Large scale applications achieving high-throughput while storing a ton of randomly accessed data comes naturally to NoSQL databases such as Aerospike and DynamoDB because these databases are designed from the ground up to deliver just that.
In this post, I have outlined a very effective and simple technique of accomplishing high-throughput for applications that have specific access patterns — ones which could lead to “hot” keys situation. For example, where there are only a handful of keys being accessed at a very high rate. Consider the following:
Scenario: Voting application where there are two candidates — Candidate 1 and Candidate 2. For each candidate there needs to be a running total of number of votes being cast by 1000s of voters.
Problem: All voting requests coming in through the application access the same keys and therefore hit the same data partition in order to increment their respective vote count. In other words, for each candidate if you use a single record with a running total that gets updated with every vote, it will be a “hot” key. Therefore, affecting throughput of the application wherein after a certain point, the request queue builds up to an extent where it has direct impact on the vote count being reflected in real-time.
- Create multiple keys for each candidate. For instance, if you want to dilute the number of writes by a factor of 10, then there should be 10 keys for each candidate in a format similar to candidate_1_1, candidate_1_2, … candidate_1_10 and candidate_2_1, candidate_2_2… candidate_2_10. Each of these keys should have a vote count value associated with them.
- Create two additional keys candidate_1 and candidate_2 – these keys should also have a vote count value associated with them as well as timestamp.

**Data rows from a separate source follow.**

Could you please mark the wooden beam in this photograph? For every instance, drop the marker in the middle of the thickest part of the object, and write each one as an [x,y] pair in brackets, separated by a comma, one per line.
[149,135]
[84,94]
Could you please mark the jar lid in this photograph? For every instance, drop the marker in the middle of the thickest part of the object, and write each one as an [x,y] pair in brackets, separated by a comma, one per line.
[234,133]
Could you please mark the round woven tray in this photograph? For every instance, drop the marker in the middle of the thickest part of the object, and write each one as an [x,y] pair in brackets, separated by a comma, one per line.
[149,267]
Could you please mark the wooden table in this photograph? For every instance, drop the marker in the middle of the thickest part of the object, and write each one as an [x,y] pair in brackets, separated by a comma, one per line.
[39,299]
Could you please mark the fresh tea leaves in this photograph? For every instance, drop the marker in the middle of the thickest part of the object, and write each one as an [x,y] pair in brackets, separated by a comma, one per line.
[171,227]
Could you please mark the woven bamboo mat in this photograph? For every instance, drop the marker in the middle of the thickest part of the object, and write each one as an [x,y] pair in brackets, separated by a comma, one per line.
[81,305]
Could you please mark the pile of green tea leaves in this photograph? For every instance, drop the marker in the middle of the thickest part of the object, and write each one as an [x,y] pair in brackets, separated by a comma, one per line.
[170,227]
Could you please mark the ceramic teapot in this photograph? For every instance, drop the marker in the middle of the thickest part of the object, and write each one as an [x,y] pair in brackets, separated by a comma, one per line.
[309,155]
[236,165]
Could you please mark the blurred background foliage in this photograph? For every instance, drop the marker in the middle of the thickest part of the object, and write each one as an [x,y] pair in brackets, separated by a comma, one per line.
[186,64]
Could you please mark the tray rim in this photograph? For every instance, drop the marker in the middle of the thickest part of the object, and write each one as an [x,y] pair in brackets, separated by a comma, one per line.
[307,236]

NOTE: These are the two values you’d report on and display on a dashboard, for instance.
- In your application logic that handles requests to cast a vote, for every request, pick a random number between 1 and 10 and send update vote count database call for key candidate_X_# — Where:** X is the candidate receiving the vote (in this case either 1 or 2) and # is the random number generated between 1 and 10.
- Have a background process running at regular interval that sums vote count values for keys candidate_1_1 thru candidate_1_10 and updates vote count value for key candidate_1 and similarly sums vote count values for keys candidate_2_1 thru candidate_2_10 and updates vote count value for key candidate_2. This process also updates the respective timestamp columns to indicate how “up-to-date” the vote counts are.
Given the above, here’s what the tables/sets might look like:
Splitting keys in this manner not only helps mitigate “hot” keys situation but also enables distribution of the load across nodes in a cluster.